I’d never taken this route home before, but roads tend to be pretty parallel, so it wasn’t hard to figure out. Near the end, however, I encountered a dead end. A grassy knoll lay between me and a parking lot that connected to the last road home.
I’ve had my inline skates for six years or so, although using them only intermittently since university. I’ve never fallen, though I’ve come close. I’m not particularly good, I just never seem to have quite taken a spill.
I’m sure you see where this is going. In a moment of impulsive recklessness, I take to the poorly illuminated grassy knoll, shoes in hand, at about midnight. I fared reasonably while limiting myself to a crab-walk. Once I decided to actually roll, however, it was much more precarious. In the end, despite making it past miscellaneous grass patches and pine needles, my fortunes ran dry and I wiped out.
It reminded me of snowboarding, actually – felt the same on a wipe out. I got off with a superifical scrape near my elbow, a long but thin cut on my shin, and a wrenched muscle by my ribs.

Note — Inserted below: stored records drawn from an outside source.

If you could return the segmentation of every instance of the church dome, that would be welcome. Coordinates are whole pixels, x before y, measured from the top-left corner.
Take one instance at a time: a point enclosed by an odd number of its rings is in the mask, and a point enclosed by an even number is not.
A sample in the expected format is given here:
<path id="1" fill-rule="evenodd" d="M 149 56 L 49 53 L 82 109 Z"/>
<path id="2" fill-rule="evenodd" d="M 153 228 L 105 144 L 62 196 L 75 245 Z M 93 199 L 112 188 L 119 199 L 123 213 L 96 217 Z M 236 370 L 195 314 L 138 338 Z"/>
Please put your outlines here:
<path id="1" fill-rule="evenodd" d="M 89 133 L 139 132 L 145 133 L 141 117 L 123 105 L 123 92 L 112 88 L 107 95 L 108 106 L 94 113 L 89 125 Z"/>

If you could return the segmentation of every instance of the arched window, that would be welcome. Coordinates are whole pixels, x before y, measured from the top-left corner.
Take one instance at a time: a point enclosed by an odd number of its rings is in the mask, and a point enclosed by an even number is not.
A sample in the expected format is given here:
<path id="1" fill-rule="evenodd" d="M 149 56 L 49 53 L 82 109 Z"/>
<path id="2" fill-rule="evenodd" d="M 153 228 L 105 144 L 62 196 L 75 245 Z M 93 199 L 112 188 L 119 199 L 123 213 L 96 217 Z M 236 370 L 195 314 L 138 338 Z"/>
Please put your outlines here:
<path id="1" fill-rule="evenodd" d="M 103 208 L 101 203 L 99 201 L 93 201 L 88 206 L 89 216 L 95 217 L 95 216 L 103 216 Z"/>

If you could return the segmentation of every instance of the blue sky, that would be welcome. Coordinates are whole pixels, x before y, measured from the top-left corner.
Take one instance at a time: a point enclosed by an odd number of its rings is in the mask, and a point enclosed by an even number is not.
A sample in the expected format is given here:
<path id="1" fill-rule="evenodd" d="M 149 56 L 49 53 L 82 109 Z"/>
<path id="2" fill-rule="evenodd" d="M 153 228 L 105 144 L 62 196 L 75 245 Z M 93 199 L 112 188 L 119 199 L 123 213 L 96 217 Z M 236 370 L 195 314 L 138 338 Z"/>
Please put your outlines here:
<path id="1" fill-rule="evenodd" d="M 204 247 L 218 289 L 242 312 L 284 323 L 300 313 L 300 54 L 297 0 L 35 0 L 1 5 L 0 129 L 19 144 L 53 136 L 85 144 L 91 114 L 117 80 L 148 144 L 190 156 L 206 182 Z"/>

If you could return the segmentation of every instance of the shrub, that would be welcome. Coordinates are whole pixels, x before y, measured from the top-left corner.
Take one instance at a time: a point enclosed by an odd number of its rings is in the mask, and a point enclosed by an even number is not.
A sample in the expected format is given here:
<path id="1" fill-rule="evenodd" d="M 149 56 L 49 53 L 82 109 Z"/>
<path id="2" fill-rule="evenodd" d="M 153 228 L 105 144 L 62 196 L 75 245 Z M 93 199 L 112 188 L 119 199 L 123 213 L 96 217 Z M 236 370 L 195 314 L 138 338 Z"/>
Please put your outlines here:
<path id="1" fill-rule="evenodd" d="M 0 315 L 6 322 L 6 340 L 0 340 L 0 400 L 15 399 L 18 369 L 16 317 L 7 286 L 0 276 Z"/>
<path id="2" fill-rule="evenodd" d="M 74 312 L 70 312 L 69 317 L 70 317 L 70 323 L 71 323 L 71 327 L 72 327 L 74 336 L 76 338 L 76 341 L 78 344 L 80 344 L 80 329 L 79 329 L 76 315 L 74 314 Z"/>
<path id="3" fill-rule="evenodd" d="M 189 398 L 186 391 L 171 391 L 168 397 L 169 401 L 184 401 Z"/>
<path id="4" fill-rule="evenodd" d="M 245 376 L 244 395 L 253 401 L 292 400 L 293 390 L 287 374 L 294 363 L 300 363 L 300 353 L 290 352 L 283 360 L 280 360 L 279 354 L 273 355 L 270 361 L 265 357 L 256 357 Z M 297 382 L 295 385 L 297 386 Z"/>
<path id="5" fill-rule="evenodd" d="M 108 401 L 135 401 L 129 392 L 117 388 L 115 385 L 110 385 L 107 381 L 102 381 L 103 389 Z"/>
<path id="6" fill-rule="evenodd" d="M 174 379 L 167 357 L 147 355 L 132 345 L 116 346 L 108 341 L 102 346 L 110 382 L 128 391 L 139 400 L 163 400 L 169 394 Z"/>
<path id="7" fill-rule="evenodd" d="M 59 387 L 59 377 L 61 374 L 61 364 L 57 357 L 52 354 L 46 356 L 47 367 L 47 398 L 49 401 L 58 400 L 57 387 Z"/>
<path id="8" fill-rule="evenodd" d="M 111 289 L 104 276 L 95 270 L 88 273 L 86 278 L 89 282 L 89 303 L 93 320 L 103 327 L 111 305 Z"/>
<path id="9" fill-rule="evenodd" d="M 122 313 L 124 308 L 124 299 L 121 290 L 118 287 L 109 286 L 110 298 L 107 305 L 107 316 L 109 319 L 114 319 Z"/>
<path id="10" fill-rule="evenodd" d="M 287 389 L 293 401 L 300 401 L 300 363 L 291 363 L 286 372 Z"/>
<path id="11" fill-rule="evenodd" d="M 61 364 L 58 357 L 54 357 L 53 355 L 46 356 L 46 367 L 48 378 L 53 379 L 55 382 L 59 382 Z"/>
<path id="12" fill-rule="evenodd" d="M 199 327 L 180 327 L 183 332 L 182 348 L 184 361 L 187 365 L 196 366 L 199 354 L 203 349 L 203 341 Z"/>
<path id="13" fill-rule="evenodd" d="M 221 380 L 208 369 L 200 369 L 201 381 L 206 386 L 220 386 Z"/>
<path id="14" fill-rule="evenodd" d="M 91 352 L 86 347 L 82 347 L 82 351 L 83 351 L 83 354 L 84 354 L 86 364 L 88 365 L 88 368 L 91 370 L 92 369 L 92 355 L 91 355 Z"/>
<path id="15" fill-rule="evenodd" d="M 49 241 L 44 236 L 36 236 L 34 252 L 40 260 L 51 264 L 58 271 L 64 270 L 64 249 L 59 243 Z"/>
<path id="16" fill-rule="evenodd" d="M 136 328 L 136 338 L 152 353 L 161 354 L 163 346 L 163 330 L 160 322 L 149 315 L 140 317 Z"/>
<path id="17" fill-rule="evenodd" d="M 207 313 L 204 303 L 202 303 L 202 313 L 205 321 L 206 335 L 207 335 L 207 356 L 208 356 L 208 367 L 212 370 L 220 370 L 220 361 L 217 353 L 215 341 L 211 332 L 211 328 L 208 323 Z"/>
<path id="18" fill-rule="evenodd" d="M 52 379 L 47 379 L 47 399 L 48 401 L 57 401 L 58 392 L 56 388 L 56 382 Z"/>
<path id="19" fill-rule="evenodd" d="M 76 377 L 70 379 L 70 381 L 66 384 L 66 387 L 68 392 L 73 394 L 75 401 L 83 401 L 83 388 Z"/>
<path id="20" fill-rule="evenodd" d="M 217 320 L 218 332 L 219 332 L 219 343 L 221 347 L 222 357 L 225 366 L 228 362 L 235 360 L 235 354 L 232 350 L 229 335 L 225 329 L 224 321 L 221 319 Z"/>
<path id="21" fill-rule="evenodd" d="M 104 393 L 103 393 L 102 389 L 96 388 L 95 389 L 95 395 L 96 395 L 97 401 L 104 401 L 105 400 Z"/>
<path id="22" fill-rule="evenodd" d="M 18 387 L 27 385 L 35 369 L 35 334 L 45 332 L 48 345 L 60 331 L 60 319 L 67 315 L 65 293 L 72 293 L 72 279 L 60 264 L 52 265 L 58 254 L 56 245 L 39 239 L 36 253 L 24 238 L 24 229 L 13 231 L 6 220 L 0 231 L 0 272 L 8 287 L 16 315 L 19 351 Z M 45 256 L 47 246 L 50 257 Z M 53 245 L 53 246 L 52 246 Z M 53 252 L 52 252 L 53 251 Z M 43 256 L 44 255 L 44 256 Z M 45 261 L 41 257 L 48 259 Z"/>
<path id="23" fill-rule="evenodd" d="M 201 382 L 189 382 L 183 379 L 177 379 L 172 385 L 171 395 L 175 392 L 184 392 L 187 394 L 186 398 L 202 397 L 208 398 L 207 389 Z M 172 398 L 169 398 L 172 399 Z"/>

I’m glad I did it.
Why am I glad over personal injury from recklessness? Ironically, the injurious experience made me feel younger and wiser. Younger, for daring to do something that was probably going to be deleterious to me. Wiser, because the shock of injury spurred me to reflect on myself and what I was doing, why I did it. Sounds odd, eh? I haven’t taken an injury of any sort (aside from snowboarding) in a very long time. It’s like I’d forgotten what it was like. I guess it’s invigorating, mentally and physically, to do something that has signficant risk, even if the visible outcome is negative. I had a good laugh while regaining my breath.
Before you think I went totally crazy, I would never condone completely reckless behaviour. I did consider probabilities of long term harmful effects for this “obstacle course” before letting the whimsical side take over.